Twenty-five years is not a long period of time, but in financial services, specifically the critical illness world, it is comparable to contrasting today’s world with post-World War Two Britain.
Today, only 11 insurers offer some form of critical illness insurance, with others white-labelling either Aviva or Legal & General plans. If we voyage back to the year 2000, we would find 30 insurers in the market provided intermediated or D2C plans.
Conversely, over this period the numbers of conditions included within plans has risen exponentially. Of course, counting condition numbers is a mug’s game when it comes to assessing worth and value, but looking at bare numbers does serve to highlight the major changes that the last 25 years has produced.
Additional payment conditions did not emerge until June 2003 when Skandia added less advanced cancer of the breast and prostate. Since then, the numbers have steadily increased and, because a claim does not reduce the insured sum, it forms an important and under-rated component of quality plans.
It is commonplace today for insurers to offer the option of a core or a comprehensive plan. Back in 2000, Zurich offered a core plan with seven 100% conditions and the option to increase coverage by adding an additional 20 100% conditions.

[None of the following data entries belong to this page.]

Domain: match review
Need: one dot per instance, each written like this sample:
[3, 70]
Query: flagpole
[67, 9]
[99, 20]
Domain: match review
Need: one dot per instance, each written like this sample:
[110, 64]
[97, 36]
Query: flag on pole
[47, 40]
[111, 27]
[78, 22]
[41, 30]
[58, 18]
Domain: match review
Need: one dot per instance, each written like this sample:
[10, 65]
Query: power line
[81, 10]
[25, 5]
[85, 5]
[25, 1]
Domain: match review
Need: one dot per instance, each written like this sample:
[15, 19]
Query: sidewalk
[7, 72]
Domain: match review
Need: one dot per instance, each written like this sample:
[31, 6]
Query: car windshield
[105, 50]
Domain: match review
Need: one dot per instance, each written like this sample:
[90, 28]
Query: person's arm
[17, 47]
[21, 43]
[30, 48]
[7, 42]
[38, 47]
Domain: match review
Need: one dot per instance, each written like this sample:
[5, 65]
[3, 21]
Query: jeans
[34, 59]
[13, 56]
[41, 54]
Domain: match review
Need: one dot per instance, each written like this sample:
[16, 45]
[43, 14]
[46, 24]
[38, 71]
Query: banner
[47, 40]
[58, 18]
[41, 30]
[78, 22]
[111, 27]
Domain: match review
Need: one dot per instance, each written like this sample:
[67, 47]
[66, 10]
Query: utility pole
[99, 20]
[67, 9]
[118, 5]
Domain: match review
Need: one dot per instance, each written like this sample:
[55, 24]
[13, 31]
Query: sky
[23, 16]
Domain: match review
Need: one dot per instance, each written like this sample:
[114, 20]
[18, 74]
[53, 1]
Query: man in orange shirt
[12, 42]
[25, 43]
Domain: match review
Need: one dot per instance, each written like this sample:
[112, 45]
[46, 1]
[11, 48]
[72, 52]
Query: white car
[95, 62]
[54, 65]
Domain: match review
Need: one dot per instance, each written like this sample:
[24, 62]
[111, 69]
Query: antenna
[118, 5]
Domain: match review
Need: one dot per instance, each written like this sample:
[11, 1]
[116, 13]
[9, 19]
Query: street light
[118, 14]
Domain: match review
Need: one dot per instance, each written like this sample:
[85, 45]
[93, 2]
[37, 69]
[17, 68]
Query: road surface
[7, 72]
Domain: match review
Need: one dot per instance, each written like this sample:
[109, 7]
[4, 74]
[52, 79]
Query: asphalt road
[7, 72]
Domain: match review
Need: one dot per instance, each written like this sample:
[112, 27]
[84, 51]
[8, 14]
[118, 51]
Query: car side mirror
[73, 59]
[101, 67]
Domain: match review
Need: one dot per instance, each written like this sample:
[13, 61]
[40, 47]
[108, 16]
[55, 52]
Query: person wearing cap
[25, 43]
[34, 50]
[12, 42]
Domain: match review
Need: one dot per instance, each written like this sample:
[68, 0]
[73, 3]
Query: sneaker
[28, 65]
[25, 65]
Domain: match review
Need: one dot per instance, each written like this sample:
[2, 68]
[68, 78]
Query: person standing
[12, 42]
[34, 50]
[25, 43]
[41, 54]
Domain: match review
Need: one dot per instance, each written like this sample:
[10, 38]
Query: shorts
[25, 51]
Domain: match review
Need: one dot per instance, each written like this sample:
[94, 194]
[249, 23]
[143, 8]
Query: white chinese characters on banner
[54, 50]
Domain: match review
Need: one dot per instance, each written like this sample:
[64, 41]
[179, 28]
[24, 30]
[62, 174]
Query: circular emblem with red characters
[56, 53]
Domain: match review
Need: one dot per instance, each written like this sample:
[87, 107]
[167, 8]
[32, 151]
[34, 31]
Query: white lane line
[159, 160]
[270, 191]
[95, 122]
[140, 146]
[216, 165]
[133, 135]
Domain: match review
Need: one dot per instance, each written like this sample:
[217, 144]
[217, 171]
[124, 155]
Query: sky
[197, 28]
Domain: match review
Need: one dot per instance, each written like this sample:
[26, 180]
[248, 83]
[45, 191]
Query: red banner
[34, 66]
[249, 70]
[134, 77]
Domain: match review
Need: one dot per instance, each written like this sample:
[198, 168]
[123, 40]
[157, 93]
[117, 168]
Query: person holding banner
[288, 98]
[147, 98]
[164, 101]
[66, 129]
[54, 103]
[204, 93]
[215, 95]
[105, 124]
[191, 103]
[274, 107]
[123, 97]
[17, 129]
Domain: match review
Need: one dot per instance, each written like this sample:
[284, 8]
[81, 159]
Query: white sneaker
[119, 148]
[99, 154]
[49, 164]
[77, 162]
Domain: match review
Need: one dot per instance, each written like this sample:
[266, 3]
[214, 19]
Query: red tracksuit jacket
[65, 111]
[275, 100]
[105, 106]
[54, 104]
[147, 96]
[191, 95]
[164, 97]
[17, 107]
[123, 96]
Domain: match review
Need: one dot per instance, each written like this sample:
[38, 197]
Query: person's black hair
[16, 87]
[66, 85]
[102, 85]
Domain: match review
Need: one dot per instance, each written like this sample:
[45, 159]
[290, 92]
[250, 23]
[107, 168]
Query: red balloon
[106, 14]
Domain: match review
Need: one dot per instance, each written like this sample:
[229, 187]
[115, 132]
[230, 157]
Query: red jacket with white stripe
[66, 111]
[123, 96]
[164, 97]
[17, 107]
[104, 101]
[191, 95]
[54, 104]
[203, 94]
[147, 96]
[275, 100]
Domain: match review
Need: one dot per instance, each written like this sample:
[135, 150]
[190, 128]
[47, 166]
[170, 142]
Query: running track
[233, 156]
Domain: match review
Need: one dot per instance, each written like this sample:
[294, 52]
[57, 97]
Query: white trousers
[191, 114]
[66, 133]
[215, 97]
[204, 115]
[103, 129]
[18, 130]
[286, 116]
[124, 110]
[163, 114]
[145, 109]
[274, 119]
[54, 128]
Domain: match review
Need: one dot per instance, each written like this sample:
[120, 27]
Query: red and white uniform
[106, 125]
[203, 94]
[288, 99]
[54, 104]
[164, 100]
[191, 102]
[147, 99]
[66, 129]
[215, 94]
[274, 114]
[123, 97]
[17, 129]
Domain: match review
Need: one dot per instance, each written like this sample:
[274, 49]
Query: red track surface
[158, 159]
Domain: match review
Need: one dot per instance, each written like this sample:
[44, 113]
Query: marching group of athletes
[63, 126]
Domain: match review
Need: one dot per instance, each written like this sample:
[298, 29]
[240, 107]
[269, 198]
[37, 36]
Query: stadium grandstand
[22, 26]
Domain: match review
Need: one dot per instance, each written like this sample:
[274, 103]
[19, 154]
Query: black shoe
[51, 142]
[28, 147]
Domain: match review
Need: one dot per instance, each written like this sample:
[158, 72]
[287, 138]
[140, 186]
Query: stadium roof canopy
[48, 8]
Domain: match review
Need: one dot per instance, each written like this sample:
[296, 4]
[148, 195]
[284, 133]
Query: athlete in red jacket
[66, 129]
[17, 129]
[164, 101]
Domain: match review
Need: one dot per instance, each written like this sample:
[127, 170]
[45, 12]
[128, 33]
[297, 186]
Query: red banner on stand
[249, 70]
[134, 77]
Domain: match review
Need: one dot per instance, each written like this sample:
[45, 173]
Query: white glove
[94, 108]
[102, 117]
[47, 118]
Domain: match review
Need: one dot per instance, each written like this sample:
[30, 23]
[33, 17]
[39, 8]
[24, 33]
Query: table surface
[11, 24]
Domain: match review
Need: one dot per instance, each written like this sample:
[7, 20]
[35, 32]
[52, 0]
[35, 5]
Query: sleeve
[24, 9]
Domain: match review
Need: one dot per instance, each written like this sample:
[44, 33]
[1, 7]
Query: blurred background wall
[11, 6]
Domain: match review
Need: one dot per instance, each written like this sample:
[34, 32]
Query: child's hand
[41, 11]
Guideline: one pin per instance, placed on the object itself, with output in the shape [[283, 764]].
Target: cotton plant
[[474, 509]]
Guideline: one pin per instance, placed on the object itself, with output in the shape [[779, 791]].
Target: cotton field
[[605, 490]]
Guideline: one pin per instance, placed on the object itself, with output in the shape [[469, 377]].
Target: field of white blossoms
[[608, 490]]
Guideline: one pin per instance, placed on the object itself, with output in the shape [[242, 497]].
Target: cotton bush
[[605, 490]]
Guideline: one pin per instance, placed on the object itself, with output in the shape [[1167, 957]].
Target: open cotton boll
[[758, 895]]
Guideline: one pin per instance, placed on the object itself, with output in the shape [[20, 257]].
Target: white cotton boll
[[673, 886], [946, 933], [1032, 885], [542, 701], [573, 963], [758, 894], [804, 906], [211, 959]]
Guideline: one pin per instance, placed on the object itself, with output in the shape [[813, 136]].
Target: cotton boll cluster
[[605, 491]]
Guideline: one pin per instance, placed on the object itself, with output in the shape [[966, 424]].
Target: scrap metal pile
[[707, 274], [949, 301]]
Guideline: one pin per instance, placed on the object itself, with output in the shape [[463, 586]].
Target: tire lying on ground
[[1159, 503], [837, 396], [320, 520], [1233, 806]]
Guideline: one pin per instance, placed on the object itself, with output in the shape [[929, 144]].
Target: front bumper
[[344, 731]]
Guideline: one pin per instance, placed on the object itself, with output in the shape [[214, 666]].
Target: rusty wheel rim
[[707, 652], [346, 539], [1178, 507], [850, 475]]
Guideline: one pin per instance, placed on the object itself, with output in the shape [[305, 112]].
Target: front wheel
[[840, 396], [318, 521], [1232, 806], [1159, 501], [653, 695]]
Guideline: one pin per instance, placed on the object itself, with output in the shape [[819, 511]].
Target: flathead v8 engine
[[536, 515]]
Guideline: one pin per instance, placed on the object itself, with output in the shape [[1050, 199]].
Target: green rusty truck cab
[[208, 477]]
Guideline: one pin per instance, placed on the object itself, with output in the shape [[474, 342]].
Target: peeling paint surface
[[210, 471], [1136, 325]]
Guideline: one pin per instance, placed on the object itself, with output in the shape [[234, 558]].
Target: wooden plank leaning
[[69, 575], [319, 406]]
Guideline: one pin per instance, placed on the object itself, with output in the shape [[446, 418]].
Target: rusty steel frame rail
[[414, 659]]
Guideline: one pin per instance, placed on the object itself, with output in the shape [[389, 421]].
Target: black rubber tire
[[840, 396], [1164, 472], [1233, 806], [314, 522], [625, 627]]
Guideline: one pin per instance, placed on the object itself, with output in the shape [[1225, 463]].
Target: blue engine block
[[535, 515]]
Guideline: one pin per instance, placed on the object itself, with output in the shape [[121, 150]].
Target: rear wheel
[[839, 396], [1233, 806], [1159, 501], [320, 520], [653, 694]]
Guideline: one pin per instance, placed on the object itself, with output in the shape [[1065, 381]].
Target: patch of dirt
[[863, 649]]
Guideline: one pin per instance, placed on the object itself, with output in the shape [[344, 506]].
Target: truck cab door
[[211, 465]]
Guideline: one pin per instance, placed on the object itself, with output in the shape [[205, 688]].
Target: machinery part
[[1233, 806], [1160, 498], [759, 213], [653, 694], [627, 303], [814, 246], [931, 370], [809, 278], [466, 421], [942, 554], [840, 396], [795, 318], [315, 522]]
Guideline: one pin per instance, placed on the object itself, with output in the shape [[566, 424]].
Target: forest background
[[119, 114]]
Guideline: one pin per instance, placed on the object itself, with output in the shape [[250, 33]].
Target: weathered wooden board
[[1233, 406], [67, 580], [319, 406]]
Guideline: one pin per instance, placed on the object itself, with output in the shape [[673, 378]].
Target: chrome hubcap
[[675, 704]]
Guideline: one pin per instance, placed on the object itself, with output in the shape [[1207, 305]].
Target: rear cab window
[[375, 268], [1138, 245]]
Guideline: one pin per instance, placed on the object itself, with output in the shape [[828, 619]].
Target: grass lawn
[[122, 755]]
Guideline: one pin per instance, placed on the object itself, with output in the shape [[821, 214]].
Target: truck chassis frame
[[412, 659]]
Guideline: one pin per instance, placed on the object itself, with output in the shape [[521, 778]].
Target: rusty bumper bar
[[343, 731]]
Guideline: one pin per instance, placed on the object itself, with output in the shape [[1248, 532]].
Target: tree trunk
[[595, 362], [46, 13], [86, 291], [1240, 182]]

Children’s critical illness was far from the cleverly designed versions currently available today. Aviva, then trading as Norwich Union, did not even offer children’s cover. With L&G, it was a paid-for option paying the lower of £15,000 or 50% of the parent’s sum insured. The plan started 30 days after birth, finished on the child’s 18th birthday and a 28-day minimum survival period applied.
Zurich’s offering was even less appealing, commencing on the child’s first birthday, ending on their 18th and paying a maximum £15,000. This compares to today’s optional child cover offering a level sum insured between £10,000 and £100,000 starting in utero, covering congenital conditions and lasting until the 23rd birthday.
Also, additional health benefits did not exist, nor did enhanced age-based payments. Claims data was not made available and the ABI Statement of Best Practice was only a year into its infancy.
Table one below highlights the details of the three current insurers who were also around in 2000, highlighting the substantial improvements over this period.
2000 | 2025 | |
Aviva Core 100% conditions |
26 | 32 |
Aviva Core Additional Payment conditions |
0 | 2 |
Aviva Upgraded 100% conditions |
n/a | 47 |
Aviva Upgraded Additional Payment conditions |
n/a | 26 |
L&G Core 100% conditions |
23 | 31 |
L&G Core Additional Payment conditions |
0 | 2 |
L&G Extra 100% conditions |
n/a | 48 |
L&G Extra Additional Payment conditions |
n/a | 24 |
Zurich Core 100% conditions |
7 | 39 |
Zurich Core Additional Payment conditions |
0 | 2 |
Zurich Select 100% conditions |
27 | 52 |
Zurich Select Additional Payment conditions |
0 | 33 |
While there are far fewer players today, on the whole policies are more comprehensive and offer additional health benefits that simply did not exist at the turn of the century. However, as a result, the market is far more complex and harder for advisers to navigate, especially if they do not use a robust comparison system.